For most HF datasets, you will also need to specify the split
.
from torchtune.models.gemma import gemma_tokenizer
from torchtune.datasets import chat_dataset
g_tokenizer = gemma_tokenizer("/tmp/gemma-7b/tokenizer.model")
ds = chat_dataset(
tokenizer=g_tokenizer,
source="Open-Orca/SlimOrca-Dedup",
conversation_column="conversations",
conversation_style="sharegpt",
split="train",
)
# Tokenizer is passed into the dataset in the recipe
dataset:
_component_: torchtune.datasets.chat_dataset
source: Open-Orca/SlimOrca-Dedup
conversation_column: conversations
conversation_style: sharegpt
split: train
Loading local and remote chat datasets¶
To load in a local or remote dataset via https that has conversational data, you need to additionally specify the data_files
and split
arguments. See Hugging Face’s load_dataset
documentation
for more details on loading local or remote files.
from torchtune.models.gemma import gemma_tokenizer
from torchtune.datasets import chat_dataset
g_tokenizer = gemma_tokenizer("/tmp/gemma-7b/tokenizer.model")
ds = chat_dataset(
tokenizer=g_tokenizer,
source="json",
conversation_column="conversations",
conversation_style="sharegpt",
data_files="data/my_data.json",
split="train",
)
# Tokenizer is passed into the dataset in the recipe
dataset:
_component_: torchtune.datasets.chat_dataset
source: json
conversation_column: conversations
conversation_style: sharegpt
data_files: data/my_data.json
split: train
Specifying conversation style¶
The structure of the conversation in the raw dataset can vary widely with different role names and different fields
indicating the message content name. There are a few standardized formats that are common across many datasets.

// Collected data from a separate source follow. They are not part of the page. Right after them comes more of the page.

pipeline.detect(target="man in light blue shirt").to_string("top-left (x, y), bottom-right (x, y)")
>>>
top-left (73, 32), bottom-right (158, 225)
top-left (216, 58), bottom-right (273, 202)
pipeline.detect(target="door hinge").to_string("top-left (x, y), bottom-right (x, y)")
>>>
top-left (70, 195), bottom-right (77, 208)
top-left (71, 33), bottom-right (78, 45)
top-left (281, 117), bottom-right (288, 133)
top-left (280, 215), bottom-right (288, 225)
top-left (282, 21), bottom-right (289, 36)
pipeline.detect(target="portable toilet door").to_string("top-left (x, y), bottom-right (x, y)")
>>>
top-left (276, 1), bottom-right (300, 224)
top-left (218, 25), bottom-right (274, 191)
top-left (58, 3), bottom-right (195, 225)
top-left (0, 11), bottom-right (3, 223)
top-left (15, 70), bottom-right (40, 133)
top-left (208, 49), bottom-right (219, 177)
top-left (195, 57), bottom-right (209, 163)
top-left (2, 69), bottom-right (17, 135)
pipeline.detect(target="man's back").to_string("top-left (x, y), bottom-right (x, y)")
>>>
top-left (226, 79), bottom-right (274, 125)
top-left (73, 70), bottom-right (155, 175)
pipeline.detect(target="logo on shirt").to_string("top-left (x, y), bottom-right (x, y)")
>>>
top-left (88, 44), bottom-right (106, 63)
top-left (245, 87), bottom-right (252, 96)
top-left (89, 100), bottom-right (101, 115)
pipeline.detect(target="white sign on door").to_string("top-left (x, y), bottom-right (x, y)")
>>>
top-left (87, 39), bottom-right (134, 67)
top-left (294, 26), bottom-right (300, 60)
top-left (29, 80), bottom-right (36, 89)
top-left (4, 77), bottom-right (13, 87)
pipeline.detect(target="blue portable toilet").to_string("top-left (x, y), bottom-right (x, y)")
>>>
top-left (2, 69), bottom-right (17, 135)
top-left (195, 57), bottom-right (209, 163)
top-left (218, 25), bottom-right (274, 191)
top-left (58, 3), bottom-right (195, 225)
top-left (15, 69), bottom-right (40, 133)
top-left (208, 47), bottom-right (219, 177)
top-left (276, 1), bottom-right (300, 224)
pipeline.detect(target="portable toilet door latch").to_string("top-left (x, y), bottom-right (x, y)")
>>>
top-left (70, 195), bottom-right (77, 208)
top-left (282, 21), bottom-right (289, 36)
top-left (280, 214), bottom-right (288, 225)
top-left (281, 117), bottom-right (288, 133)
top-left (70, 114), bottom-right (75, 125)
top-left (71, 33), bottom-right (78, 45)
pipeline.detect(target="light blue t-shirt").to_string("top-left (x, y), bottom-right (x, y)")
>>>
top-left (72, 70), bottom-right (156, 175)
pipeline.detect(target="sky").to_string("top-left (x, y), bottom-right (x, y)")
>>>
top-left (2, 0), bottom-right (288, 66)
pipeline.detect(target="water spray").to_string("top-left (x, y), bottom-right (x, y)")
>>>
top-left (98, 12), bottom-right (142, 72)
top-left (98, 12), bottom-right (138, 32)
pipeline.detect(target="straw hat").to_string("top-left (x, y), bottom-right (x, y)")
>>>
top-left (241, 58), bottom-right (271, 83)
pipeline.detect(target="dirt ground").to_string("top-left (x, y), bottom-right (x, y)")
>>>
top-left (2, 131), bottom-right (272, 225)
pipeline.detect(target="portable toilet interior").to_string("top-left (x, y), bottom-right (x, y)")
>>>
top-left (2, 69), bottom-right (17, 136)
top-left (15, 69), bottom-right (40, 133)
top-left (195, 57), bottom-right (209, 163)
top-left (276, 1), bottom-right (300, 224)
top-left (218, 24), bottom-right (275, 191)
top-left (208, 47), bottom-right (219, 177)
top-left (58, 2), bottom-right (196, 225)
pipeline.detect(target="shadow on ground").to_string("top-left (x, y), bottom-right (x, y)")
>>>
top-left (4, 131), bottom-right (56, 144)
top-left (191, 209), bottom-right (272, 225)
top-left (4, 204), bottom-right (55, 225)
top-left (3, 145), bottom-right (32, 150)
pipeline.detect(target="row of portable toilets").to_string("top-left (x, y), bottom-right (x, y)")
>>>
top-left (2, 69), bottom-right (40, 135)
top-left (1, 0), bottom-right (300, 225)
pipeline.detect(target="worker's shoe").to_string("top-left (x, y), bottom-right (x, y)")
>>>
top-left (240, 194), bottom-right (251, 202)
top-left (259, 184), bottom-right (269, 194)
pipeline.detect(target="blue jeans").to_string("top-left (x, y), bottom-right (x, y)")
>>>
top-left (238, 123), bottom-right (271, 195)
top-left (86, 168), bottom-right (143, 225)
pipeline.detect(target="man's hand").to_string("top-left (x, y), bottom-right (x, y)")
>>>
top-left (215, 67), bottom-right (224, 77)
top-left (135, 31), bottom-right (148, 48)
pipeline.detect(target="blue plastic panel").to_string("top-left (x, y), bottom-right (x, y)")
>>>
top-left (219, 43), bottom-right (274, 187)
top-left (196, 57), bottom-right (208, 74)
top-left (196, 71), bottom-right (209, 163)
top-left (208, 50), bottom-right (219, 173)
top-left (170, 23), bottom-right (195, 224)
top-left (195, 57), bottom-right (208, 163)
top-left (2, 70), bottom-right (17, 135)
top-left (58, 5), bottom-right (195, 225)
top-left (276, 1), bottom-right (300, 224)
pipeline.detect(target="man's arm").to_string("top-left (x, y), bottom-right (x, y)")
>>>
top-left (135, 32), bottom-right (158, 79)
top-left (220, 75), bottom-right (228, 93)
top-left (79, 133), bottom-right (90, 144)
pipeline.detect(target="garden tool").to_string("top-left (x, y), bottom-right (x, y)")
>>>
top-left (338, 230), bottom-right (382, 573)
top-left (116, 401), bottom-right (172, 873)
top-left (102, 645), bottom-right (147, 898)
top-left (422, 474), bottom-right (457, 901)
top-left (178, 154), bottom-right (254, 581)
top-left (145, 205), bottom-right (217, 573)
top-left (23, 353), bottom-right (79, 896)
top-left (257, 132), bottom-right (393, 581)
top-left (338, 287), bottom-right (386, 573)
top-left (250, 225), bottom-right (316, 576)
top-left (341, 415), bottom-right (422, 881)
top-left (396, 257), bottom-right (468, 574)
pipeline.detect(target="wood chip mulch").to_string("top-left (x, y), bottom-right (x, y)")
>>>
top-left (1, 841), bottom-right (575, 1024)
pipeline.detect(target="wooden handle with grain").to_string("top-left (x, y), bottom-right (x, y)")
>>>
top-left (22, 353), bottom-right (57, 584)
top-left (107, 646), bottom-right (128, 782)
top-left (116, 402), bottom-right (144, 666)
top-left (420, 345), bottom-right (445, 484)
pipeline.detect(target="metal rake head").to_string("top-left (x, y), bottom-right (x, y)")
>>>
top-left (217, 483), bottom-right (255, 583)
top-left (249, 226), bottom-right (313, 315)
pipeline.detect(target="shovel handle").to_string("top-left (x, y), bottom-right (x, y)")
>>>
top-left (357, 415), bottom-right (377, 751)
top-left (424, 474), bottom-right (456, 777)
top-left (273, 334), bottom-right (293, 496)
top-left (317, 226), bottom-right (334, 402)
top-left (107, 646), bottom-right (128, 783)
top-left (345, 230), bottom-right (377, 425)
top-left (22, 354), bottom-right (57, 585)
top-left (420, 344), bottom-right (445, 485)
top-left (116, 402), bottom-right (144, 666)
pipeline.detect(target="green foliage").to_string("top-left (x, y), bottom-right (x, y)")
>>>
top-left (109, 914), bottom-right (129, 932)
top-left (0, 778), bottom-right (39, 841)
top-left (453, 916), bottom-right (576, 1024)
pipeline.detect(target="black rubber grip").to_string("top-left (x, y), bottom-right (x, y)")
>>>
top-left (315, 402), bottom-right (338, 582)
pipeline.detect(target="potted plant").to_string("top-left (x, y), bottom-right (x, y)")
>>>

We have built-in converters to convert these standardized formats into a list of torchtune Message
that follows this format:
[
{
"role": "system" | "user" | "assistant" | "ipython",
"content": <message>,
},
...
]
"openai"
¶
The associated message transform is OpenAIToMessages
. The expected format is:
{
"messages": [
{
"role": "system" | "user" | "assistant",
"content": <message>,
},
...
]
}
You can specify conversation_style=openai
in code or config:
from torchtune.models.gemma import gemma_tokenizer
from torchtune.datasets import chat_dataset
g_tokenizer = gemma_tokenizer("/tmp/gemma-7b/tokenizer.model")
ds = chat_dataset(
tokenizer=g_tokenizer,
source="json",
conversation_column="conversations",
conversation_style="openai",
data_files="data/my_data.json",
split="train",
)
# Tokenizer is passed into the dataset in the recipe
dataset:
_component_: torchtune.datasets.chat_dataset
source: json
conversation_column: conversations
conversation_style: openai
data_files: data/my_data.json
split: train
If your dataset does not fit one of the above conversation styles, then you will need to create a custom message transform.
Renaming columns¶
To specify the column that contains your conversation data, use conversation_column
.
# data/my_data.json
[
{
"dialogue": [
{
"from": "human",
"value": "What is the answer to life?"
},
{
"from": "gpt",
"value": "The answer is 42."
},
{
"from": "human",
"value": "That's ridiculous"
},
{
"from": "gpt",
"value": "Oh I know."
}
]
}
]
from torchtune.models.gemma import gemma_tokenizer
from torchtune.datasets import chat_dataset
g_tokenizer = gemma_tokenizer("/tmp/gemma-7b/tokenizer.model")
ds = chat_dataset(
tokenizer=g_tokenizer,
source="json",
conversation_column="dialogue",
conversation_style="sharegpt",
data_files="data/my_data.json",
split="train",
)
# Tokenizer is passed into the dataset in the recipe
dataset:
_component_: torchtune.datasets.chat_dataset
source: json
conversation_column: dialogue
conversation_style: sharegpt
data_files: data/my_data.json
split: train
Chat templates¶
Chat templates are defined the same way as instruct templates in instruct_dataset()
. See Instruct templates for more info.